Accompanied by a musicians and a troupe of colorful costumed dancers, the demonstrators crowded around the building’s entrance carrying signs that read “Protect Patagonia” and “Let’s Get Chile’s Water Back.”
“I think there are different ways to produce energy and in this case, although it would be relatively clean energy, I don’t think flooding Patagonia is the best option,” Fernando, a natural resources engineering student, told the Patagonia Times.

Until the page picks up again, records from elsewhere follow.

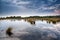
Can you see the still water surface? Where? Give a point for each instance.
(27, 30)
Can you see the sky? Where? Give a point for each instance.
(29, 7)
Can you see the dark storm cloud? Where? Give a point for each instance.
(37, 6)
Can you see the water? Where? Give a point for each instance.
(30, 30)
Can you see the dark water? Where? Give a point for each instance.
(30, 30)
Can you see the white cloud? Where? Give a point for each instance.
(52, 0)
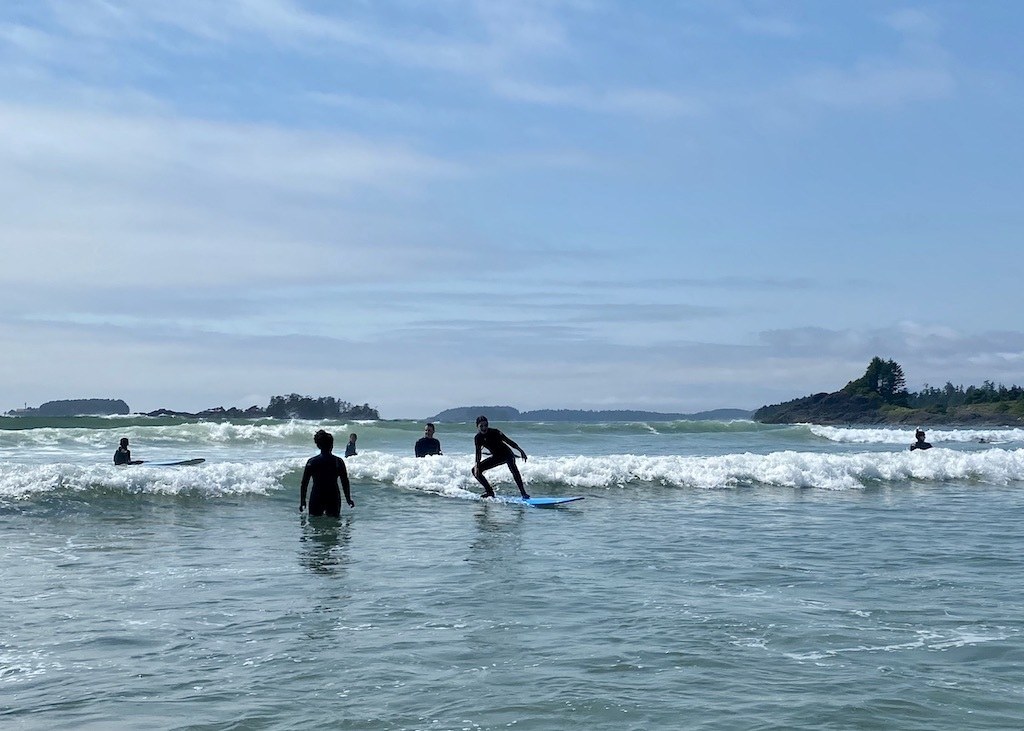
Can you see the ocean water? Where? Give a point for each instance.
(718, 575)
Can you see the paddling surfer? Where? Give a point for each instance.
(325, 470)
(921, 443)
(123, 455)
(500, 447)
(428, 443)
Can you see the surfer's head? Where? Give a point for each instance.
(324, 440)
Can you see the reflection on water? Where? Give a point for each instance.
(499, 533)
(325, 542)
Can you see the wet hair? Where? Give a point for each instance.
(324, 439)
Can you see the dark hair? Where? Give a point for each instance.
(324, 439)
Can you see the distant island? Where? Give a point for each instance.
(290, 406)
(76, 407)
(508, 414)
(880, 396)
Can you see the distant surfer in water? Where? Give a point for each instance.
(427, 444)
(325, 470)
(921, 443)
(123, 455)
(499, 445)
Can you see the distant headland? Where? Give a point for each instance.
(880, 396)
(290, 406)
(508, 414)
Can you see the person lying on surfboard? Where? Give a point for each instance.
(499, 445)
(123, 455)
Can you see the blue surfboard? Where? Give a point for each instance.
(547, 502)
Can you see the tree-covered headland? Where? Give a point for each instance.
(290, 406)
(880, 396)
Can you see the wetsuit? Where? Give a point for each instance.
(325, 499)
(427, 445)
(494, 441)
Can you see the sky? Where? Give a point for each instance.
(675, 205)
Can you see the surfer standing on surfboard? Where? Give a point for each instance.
(499, 445)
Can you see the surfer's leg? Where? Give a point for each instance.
(478, 471)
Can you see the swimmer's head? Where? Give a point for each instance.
(324, 440)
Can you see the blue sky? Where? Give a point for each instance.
(576, 204)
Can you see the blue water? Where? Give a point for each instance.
(716, 576)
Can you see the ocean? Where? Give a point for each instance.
(717, 575)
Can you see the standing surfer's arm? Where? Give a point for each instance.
(343, 476)
(303, 487)
(514, 446)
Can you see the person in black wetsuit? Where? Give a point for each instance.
(325, 470)
(427, 444)
(499, 445)
(123, 455)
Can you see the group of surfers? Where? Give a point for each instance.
(326, 471)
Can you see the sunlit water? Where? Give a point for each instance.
(716, 576)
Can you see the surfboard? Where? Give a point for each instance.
(547, 502)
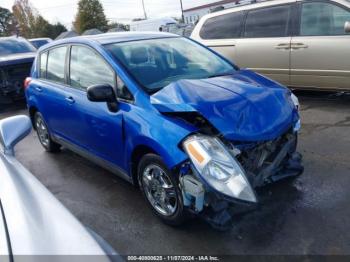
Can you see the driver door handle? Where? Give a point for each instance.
(70, 100)
(299, 45)
(284, 46)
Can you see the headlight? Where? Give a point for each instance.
(295, 101)
(216, 165)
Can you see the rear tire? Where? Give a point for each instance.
(44, 134)
(161, 190)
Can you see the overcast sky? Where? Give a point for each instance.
(117, 10)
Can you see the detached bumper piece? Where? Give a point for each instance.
(268, 162)
(263, 162)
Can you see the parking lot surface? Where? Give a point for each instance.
(309, 215)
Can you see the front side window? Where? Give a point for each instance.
(267, 22)
(12, 45)
(222, 26)
(155, 63)
(88, 68)
(43, 65)
(323, 19)
(56, 64)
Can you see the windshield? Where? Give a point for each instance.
(155, 63)
(9, 46)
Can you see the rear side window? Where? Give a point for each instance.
(267, 22)
(55, 64)
(323, 19)
(43, 65)
(222, 27)
(88, 68)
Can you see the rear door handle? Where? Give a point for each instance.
(285, 46)
(70, 100)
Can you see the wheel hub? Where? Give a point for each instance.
(159, 190)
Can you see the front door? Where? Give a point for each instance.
(91, 126)
(320, 56)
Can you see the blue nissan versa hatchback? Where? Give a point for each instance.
(195, 132)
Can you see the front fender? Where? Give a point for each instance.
(157, 132)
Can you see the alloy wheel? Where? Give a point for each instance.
(159, 190)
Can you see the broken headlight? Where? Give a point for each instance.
(295, 101)
(218, 167)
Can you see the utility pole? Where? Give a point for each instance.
(182, 12)
(144, 10)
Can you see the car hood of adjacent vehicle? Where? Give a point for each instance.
(243, 106)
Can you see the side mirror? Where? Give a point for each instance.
(103, 93)
(12, 130)
(347, 27)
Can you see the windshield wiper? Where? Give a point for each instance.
(222, 74)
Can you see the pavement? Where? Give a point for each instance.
(308, 215)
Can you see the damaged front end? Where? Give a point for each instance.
(220, 178)
(246, 137)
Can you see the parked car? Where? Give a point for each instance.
(32, 220)
(301, 44)
(39, 42)
(16, 59)
(194, 131)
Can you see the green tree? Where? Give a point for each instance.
(31, 24)
(90, 15)
(56, 30)
(7, 22)
(24, 14)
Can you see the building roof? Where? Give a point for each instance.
(67, 34)
(218, 3)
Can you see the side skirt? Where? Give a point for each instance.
(97, 160)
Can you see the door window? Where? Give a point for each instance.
(267, 22)
(222, 26)
(43, 65)
(88, 68)
(323, 19)
(55, 64)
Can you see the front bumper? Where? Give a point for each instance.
(218, 209)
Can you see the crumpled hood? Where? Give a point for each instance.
(17, 59)
(243, 107)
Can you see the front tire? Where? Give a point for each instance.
(161, 190)
(44, 134)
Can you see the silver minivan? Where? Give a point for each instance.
(299, 43)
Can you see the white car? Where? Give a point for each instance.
(32, 220)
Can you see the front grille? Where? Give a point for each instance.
(262, 159)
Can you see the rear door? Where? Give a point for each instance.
(50, 90)
(320, 56)
(264, 45)
(220, 33)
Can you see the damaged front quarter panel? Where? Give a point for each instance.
(254, 119)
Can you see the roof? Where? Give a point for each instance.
(67, 34)
(93, 31)
(109, 38)
(218, 3)
(41, 38)
(118, 37)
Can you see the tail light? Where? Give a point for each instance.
(27, 82)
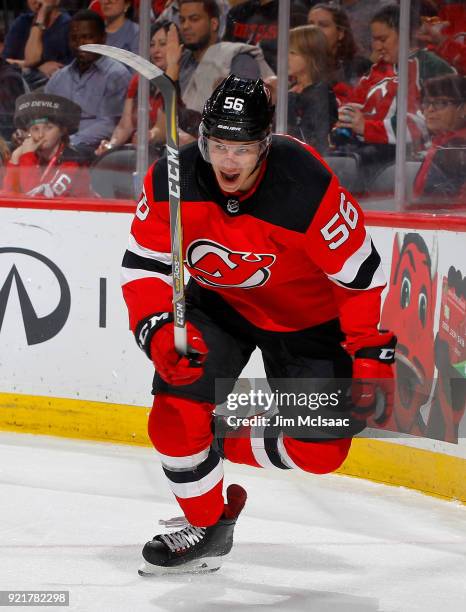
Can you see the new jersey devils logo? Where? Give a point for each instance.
(213, 264)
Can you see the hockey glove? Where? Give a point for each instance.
(155, 336)
(373, 382)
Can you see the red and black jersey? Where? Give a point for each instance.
(291, 254)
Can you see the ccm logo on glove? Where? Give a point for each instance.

Endesa, working in collaboration with Chilean energy company Colbún, plans to build five massive dams in far southern Chile’s Region XI: three along the Pascua River and two along the Baker. Together the dams – which have an estimated price tag of US$3.2 billion – would add some 2,750 MW of electricity to Chile’s strained central grid. Chile’s current overall generating capacity is approximately 13,000 MW.
The project is currently being evaluated by Chilean environmental authorities, which must approve the plan before construction can begin.
Backers say it will go a long way toward meeting the country’s growing appetite for electricity, estimated to increase by some 6 percent annually. Patagonia’s glacier-fed rivers, furthermore, represent clean and efficient energy sources, Endesa and Colbún insist. And, because the water is located right here in Chile, it is not – unlike imported oil and natural gas – subject to uncertain price and supply variations.
The project’s many opponents, on the other hand, say the dams will devastate the Baker and Pascua Rivers and open up Chilean Patagonia – considered one of the world’s last pristine wilderness areas – to further industrial exploitation. Of equal concern, they say, are plans by Canadian-owned Transelec to build a 2,300 kilometer power line, potentially the world’s longest, to transport the electricity from Region XI to energy hungry central Chile. The estimated US$1.6 billion transmission line, critics warn, would mean clear cutting countless acres of wilderness land and promises to leave a lasting scar across southern Chile’s unique landscape.
“Even though there are other ways to produce energy, (Endesa and Colbún) choose what’s cheapest for them and most harmful for us,” said Angelo, a Greenpeace volunteer. “There’s wind and solar energy. Also tidal and geothermic energy. In they end those options require a bit more investment, but it has to be done. In Spain they’re already doing it, because the laws require it. Here, companies do what they want.”